With versions 8.1.5 - 9.0.1 a FULL optimize can only delete up to 16,000

docid's per run as it optimizes the index, regardless of how much time you allow

it to run for. Once it has cleaned up 16,000 docid's you can submit the optimize

job again to process more documents. The best way to check the progress of your

index optimize is actually by executing the following sql statement from SQL*Plus,

logged on as CTXSYS:

 

col idx_opt_token format a20

select idx_name,idx_opt_token,idx_opt_type,idx_opt_count from dr$index;

 

IDX_NAME IDX_OPT_TOKEN IDX_OPT_TYPE IDX_OPT_COUNT

------------------------------ -------------------- ------------ -------------

TAR_TABLE_TOOLS_CTXIDX BLOCKAND 0 3660

TAR_TABLE_APPS_CTXIDX

TAR_TABLE_CTXIDX IBRECE 0 16000

ENAME_CTXIDX

IMT_TEST_IDX

MAILLIST_CTXIDX

 

Run this select statement while your optimize job is running. You will see the

token under IDX_OPT_TOKEN change. This column keeps track of how far Oracle

Text has progressed in the optimize job.

 

You can also check the fragmentation and invalid docid status of a given index

using the CTX_REPORT package, introduced in 9.2.

 

Keep in mind that the $N table will only get cleaned out when we have optimized

ALL the tokens found in the $I table (ie. the entire $I table must be scanned and

processed before ANY invalidated docids are removed from the $N table).

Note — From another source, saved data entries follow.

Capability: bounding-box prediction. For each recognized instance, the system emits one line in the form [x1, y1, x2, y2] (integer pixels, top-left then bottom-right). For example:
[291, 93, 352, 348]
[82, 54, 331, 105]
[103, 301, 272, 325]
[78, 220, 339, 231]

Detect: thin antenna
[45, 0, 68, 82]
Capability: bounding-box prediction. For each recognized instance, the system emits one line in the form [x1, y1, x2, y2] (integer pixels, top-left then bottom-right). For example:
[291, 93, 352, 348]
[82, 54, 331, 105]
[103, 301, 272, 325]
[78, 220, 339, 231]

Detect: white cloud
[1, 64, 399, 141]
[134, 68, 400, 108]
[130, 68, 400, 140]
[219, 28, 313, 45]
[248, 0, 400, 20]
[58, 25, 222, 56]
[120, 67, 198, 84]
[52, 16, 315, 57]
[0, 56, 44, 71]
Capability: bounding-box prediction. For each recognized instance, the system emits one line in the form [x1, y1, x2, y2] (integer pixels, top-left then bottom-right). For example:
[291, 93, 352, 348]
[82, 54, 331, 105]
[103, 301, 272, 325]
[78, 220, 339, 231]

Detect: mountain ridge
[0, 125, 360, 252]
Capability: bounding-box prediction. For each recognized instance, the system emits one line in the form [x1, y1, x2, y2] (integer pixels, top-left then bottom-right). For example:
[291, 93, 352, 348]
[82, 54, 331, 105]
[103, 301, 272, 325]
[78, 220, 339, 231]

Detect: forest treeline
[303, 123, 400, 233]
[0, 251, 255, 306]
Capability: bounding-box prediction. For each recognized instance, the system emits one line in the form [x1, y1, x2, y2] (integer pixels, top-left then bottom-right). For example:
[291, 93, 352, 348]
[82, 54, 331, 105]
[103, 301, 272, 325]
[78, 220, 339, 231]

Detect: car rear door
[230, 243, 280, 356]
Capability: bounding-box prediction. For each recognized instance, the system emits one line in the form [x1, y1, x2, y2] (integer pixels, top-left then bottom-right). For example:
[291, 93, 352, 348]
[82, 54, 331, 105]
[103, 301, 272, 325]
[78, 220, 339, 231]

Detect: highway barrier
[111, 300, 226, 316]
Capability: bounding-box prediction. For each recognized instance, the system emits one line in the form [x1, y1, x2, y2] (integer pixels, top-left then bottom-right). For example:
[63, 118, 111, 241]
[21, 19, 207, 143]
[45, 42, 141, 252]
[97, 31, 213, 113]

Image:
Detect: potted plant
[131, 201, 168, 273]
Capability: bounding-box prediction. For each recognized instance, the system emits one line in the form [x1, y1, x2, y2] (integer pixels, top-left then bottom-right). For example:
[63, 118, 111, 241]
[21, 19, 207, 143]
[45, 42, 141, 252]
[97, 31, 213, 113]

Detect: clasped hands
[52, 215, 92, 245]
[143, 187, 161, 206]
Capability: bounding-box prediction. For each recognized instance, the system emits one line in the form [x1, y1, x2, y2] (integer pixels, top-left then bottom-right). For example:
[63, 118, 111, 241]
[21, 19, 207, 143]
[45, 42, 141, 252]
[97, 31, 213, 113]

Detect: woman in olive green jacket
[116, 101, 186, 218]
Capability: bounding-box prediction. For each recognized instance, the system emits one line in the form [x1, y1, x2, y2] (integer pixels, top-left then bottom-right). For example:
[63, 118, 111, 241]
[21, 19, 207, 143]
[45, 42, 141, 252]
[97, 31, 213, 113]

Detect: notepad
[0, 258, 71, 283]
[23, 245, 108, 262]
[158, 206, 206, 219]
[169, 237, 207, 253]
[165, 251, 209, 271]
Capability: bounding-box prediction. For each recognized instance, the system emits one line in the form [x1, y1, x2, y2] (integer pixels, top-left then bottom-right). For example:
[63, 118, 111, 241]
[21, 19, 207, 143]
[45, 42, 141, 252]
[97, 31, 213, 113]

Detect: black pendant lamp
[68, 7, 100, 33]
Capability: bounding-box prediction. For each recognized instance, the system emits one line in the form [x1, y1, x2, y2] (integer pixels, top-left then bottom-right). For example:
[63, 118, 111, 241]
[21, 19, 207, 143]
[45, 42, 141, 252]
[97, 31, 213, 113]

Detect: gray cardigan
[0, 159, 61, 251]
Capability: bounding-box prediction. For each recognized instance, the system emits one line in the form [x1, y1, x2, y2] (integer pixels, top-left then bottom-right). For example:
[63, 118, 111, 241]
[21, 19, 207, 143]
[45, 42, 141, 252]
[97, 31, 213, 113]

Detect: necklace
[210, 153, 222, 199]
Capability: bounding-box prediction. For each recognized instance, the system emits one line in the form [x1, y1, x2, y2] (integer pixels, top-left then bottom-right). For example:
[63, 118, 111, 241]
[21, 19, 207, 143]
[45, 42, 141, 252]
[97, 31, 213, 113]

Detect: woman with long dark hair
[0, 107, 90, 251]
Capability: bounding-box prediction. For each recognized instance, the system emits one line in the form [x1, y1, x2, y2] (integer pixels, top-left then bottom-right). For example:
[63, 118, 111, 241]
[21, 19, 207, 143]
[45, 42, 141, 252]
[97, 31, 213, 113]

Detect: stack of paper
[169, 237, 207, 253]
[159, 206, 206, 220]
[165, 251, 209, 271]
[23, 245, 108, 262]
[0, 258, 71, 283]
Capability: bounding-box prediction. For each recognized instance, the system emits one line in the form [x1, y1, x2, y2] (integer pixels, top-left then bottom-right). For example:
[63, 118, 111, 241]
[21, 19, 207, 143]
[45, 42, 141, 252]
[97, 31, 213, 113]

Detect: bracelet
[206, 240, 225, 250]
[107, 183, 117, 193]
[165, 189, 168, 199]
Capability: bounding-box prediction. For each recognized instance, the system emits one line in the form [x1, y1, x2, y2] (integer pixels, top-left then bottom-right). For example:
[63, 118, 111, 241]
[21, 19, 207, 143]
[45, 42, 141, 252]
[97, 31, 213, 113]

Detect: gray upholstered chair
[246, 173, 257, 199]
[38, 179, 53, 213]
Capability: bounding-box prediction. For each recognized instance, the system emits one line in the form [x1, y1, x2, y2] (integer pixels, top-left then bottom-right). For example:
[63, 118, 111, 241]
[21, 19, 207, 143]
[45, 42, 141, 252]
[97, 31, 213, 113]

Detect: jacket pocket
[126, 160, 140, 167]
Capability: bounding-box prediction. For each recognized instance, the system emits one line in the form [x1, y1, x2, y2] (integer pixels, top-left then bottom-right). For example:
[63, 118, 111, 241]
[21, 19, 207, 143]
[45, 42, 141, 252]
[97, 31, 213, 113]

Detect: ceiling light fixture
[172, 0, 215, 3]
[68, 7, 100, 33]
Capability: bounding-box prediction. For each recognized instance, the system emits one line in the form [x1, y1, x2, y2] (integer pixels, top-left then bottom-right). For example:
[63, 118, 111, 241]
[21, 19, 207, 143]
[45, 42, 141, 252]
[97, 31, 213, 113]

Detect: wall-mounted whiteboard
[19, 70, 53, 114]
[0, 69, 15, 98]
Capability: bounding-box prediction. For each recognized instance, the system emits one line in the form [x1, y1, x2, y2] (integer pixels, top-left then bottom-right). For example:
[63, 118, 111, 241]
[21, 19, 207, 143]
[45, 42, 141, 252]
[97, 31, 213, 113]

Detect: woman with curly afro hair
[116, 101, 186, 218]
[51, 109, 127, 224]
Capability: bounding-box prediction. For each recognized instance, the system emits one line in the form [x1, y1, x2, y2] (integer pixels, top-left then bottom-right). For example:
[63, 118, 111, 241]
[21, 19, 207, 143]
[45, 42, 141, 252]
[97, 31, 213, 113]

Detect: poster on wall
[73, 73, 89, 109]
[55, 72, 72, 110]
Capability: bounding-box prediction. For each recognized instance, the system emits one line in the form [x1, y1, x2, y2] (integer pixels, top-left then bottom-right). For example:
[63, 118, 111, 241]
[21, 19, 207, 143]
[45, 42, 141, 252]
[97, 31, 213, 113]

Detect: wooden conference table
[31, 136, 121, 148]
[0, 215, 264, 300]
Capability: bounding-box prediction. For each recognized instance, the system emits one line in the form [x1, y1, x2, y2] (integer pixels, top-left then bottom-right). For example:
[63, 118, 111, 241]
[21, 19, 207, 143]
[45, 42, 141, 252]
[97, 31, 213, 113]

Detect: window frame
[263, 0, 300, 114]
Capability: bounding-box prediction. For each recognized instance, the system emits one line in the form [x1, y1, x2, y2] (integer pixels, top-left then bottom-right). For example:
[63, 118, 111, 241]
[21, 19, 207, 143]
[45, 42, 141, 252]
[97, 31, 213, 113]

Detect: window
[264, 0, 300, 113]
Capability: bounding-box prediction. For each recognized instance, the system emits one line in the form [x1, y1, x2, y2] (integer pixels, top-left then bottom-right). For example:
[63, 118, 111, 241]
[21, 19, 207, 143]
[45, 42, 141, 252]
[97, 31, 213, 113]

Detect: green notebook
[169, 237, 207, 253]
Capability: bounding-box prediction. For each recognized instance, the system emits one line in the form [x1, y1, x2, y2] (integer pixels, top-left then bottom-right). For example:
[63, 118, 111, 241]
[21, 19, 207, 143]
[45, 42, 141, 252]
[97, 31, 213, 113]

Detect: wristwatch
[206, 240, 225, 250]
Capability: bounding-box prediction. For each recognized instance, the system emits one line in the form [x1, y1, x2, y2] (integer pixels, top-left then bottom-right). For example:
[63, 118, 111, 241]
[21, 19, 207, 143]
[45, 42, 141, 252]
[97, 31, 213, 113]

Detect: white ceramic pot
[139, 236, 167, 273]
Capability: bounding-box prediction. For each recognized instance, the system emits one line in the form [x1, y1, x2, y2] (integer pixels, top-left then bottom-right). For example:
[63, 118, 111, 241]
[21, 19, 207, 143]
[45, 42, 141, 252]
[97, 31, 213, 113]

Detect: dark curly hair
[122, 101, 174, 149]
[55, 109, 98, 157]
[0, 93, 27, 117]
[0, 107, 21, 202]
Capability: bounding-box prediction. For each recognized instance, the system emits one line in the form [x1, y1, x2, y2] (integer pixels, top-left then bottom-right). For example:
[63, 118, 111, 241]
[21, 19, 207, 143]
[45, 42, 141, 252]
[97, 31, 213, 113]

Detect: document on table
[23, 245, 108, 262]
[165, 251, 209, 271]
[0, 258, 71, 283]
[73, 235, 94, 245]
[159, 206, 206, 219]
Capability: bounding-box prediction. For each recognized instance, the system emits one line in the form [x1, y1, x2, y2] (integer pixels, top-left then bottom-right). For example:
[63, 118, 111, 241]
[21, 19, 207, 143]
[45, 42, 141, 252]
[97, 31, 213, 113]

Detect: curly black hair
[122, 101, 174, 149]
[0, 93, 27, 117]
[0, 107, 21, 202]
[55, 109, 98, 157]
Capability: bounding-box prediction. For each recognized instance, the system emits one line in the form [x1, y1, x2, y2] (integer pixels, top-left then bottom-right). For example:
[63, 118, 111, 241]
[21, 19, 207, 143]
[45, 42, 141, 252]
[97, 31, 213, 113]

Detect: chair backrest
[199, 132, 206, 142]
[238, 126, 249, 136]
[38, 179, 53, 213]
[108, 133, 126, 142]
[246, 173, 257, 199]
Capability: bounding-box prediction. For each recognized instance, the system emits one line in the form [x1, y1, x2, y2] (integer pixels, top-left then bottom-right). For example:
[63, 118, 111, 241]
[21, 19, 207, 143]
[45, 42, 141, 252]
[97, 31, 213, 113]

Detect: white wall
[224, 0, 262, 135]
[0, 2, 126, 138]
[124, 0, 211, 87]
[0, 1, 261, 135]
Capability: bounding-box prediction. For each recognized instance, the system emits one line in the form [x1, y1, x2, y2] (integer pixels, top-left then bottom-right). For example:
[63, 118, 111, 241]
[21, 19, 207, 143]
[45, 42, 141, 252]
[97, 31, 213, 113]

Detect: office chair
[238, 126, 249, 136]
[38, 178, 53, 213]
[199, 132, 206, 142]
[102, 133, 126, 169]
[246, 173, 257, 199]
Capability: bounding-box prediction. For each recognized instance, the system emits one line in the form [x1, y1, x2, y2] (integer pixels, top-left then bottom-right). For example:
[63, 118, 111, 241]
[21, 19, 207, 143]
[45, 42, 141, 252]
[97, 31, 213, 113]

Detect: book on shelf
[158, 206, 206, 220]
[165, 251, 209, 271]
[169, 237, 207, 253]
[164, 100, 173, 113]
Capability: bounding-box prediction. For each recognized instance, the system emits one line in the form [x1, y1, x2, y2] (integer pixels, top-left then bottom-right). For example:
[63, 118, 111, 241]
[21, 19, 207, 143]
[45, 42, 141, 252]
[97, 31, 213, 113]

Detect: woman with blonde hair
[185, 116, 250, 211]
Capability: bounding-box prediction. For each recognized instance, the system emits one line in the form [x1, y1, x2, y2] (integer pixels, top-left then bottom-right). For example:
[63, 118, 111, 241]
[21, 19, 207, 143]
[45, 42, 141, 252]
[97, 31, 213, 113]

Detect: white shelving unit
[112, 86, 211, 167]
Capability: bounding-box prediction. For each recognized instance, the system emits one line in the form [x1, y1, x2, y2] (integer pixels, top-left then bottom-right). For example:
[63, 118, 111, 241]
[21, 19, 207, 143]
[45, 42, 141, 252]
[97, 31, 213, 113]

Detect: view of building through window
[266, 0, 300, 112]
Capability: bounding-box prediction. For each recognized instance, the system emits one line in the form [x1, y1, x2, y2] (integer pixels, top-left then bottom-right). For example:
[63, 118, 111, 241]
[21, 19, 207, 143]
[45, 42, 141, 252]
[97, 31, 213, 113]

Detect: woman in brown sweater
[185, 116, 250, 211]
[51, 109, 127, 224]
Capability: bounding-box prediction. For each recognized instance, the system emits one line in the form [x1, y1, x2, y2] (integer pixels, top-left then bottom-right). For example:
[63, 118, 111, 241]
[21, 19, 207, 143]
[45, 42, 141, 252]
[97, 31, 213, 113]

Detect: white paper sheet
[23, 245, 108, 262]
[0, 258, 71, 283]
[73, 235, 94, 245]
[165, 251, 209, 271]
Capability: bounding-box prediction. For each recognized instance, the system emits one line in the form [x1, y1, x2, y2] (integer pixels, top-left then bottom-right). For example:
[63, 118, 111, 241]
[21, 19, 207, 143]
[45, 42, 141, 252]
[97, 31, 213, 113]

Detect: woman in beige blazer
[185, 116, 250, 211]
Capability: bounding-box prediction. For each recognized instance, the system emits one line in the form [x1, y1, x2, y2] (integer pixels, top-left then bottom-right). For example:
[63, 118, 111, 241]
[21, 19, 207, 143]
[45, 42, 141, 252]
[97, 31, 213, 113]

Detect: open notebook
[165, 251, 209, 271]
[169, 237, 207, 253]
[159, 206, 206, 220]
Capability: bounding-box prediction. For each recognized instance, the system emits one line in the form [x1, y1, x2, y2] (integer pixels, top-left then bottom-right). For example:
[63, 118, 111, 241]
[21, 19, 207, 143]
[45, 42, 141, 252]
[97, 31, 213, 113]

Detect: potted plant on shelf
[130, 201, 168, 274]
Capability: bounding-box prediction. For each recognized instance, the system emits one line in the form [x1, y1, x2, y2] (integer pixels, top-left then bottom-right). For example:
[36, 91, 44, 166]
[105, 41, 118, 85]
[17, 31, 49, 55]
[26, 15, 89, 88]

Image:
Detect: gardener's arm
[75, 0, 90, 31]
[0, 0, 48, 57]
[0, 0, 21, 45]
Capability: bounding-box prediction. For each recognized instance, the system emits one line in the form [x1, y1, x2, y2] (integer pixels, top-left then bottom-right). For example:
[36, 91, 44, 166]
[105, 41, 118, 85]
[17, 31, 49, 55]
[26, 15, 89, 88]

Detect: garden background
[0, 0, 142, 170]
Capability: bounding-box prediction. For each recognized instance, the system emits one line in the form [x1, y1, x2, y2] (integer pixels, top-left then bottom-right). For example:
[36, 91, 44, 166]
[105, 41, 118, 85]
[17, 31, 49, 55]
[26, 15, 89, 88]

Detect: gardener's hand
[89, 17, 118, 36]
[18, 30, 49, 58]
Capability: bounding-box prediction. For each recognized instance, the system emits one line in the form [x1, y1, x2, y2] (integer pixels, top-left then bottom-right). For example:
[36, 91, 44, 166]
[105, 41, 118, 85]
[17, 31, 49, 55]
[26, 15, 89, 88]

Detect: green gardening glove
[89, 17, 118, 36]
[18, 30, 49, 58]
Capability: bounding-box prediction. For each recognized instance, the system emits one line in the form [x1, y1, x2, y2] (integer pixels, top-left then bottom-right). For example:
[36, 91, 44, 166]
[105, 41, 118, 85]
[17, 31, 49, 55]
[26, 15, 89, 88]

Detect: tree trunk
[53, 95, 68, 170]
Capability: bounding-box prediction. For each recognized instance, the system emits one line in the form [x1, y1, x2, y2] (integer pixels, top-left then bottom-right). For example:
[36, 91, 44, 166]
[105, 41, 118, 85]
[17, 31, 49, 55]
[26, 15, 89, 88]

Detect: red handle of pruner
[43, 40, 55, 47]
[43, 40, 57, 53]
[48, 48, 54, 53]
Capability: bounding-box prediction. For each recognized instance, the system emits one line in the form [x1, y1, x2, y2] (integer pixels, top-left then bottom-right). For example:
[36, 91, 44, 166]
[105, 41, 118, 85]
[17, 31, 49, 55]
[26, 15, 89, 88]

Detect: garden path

Also

keep in mind that at most 16,000 docids will be removed from the $N (garbage

collection) table.

 

 

Starting with version 9.2.0, a FULL optimize (given enough time) will actually

process ALL the deleted documents even though the $N table may still have rows

left over. This will be a little confusing. This is because internally, we are

still only removing 16,000 docids from the $N table at a time, even if all

invalid docids are removed from the $I table. For example, let's say you have

an index that has 400,000 rows in $N because of invalidations. If you run a

time-unlimited FULL optimize on that index and no other DML activity takes place

against the base table during this full optimize, then when that full optimize is

done, it will have optimized all tokens *and* removed all invalid docids from

the $I table, even though the count in the $N table will only have gone down to

384,000 after the FULL optimize. This is normal behaviour and should not be a

cause for concern. Repeatedly running a FULL optimize will eventually cause the

count to go down to 0, if you run it enough times.

 

 

Many organizations need to use the 'maxtime' parameter with

ctx_ddl.optimize_index because they can't afford to have the (possibly) long job

run during normal operating hours when the additional load on the server may

cause response-related problems. This is especially important under version 9.2,

where a full optimize will optimize and do garbage collection on the entire

table in one run if you don't specify a maxtime parameter. On huge tables,

this could take many hours or perhaps even days -- this is really dependent on

the speed of the machine, and of course on the size of the index.

 

The solution is to run the optimize job a little bit each night using dbms_job.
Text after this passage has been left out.